I've made a pretty startling discovery about the way BYOND handles proc call computations within the underlying VM. For one, it seems to be bogged down when logic is embedded into extensive computations in the form of individual function calls as opposed to just having all the logic in a single stream. That's not all, though; the profiler does not seem to display computations in the form of proc calls, but rather the code within the proc calls themselves. There needs to be some way to track the actual time needed for individual proc calls themselves, not just the code they execute.

Here's some code to show you what I mean:

#define DEBUG 1


proc/Logic()
var/i = 0
i++
if(i == 1) i--

var/end = 0
var/subloops = 50000
mob/verb
/* Case 1: Takes up 100+% CPU when subloops == 50000 */
Case1()
while(!end)
for(var/x = 1, x <= subloops, x++)
Logic()
sleep(1)
end = 0

/* Case 2: Takes up 40-60% CPU when subloops == 50000 */
Case2()
while(!end)
for(var/x = 1, x <= subloops, x++)
var/i = 0
i++
if(i == 1) i--
sleep(1)
end = 0

CaseEnd()
end = 1

mob/Stat()
stat("World CPU", world.cpu)


Here's what I take from this situation:


Case 1 is performing 50,000 logic iterations per decisecond (@ 10 FPS)
Case 2 is performing 50,000 logic iterations per decisecond (@ 10 FPS)

Case 1, after 10 seconds of processing, takes up 90-130% CPU.
Case 2, after 10 seconds of processing, takes up 40-60% CPU.


What can be assumed is embedding logic into extensively-iterated routines is less resource-intensive than
extending the logic into its own function (ie /proc/Logic()). Is this a bug? What exactly is happening here?
Are Case 1 and Case 2 not essentially equivalent in their function?
I've always had a feeling that the act of calling a proc uses up a significant amount of CPU. This is most evident in the practical situation of a smooth-movement game running at 30 FPS with many moving objects.

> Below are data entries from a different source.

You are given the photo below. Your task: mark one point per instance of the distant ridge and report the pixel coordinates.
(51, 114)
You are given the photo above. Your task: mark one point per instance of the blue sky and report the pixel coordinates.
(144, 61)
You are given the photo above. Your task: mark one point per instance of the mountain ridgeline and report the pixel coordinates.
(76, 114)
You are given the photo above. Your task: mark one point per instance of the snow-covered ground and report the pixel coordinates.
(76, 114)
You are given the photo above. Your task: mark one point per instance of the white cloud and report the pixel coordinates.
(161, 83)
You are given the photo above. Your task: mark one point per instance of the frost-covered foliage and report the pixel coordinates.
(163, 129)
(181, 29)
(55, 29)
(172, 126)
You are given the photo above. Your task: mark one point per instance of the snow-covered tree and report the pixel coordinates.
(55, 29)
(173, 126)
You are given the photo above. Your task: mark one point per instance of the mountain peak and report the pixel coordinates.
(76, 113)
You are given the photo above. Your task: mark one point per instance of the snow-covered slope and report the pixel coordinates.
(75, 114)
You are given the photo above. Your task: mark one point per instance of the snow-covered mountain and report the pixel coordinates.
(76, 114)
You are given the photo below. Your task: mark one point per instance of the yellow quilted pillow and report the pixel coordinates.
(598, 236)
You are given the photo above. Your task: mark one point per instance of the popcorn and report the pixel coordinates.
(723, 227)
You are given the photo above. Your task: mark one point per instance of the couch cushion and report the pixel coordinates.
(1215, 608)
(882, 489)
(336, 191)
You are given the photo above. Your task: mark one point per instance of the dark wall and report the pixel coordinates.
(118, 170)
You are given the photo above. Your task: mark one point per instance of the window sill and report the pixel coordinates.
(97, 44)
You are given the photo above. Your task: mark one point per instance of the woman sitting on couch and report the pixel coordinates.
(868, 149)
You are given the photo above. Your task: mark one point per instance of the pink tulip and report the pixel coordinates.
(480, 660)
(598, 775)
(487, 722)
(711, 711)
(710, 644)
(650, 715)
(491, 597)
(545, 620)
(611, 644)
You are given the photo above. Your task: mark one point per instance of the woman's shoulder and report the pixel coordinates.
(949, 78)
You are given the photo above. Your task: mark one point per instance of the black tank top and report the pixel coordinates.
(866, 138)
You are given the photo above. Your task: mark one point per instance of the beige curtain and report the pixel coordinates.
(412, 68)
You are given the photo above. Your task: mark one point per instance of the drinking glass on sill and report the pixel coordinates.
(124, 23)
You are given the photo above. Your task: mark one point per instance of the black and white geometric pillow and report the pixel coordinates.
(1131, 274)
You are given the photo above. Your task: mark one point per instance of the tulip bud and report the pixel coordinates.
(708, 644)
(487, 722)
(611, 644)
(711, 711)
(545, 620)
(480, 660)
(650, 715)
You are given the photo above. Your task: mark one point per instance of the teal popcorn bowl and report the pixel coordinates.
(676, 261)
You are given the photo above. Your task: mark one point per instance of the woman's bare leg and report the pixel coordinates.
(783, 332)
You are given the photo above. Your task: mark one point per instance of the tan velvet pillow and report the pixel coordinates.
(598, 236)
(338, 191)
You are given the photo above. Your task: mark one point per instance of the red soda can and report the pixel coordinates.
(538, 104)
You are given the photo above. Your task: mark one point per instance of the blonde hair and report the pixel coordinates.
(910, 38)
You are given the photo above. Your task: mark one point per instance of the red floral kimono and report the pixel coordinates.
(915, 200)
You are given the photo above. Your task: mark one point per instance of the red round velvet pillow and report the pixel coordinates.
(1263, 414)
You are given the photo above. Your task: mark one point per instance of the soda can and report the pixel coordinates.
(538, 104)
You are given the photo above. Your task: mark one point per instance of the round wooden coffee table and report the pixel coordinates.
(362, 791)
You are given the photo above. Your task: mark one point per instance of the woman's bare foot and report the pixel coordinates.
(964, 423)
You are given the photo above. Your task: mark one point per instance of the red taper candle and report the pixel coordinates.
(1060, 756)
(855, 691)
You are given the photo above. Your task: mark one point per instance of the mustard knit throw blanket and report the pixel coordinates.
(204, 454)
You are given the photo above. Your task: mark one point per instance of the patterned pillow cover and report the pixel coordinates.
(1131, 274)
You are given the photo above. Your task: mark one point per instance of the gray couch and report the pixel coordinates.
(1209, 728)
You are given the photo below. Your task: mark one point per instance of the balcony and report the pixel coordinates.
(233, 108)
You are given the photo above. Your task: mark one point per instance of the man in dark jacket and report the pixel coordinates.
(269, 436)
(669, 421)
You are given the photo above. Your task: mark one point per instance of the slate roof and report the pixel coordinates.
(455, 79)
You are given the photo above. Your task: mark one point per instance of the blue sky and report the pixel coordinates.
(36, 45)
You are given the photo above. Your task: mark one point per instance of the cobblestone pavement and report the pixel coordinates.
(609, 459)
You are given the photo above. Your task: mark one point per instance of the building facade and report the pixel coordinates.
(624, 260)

I think I first saw significant evidence of it being an issue when I used a vector system that used preprocessors instead of procs. The preprocessor version is significantly faster because the functions are inserted straight into the code, rather than called as procs.
//  preprocs
#define vec2(x, y) list(x, y)
#define vec2_add(a, b) vec2(a[1] + b[1], a[2] + b[2])

// procs
// these can't be used at compile-time, either
proc/vec2(x, y) return list(x, y)
proc/vec2_add(a[], b[]) return list(a[1] + b[1], a[2] + b[2])

From the above example, the preprocessor vec2_add() was 2.4x faster than the proc vec2_add() for 1,000,000 tests.
good to know!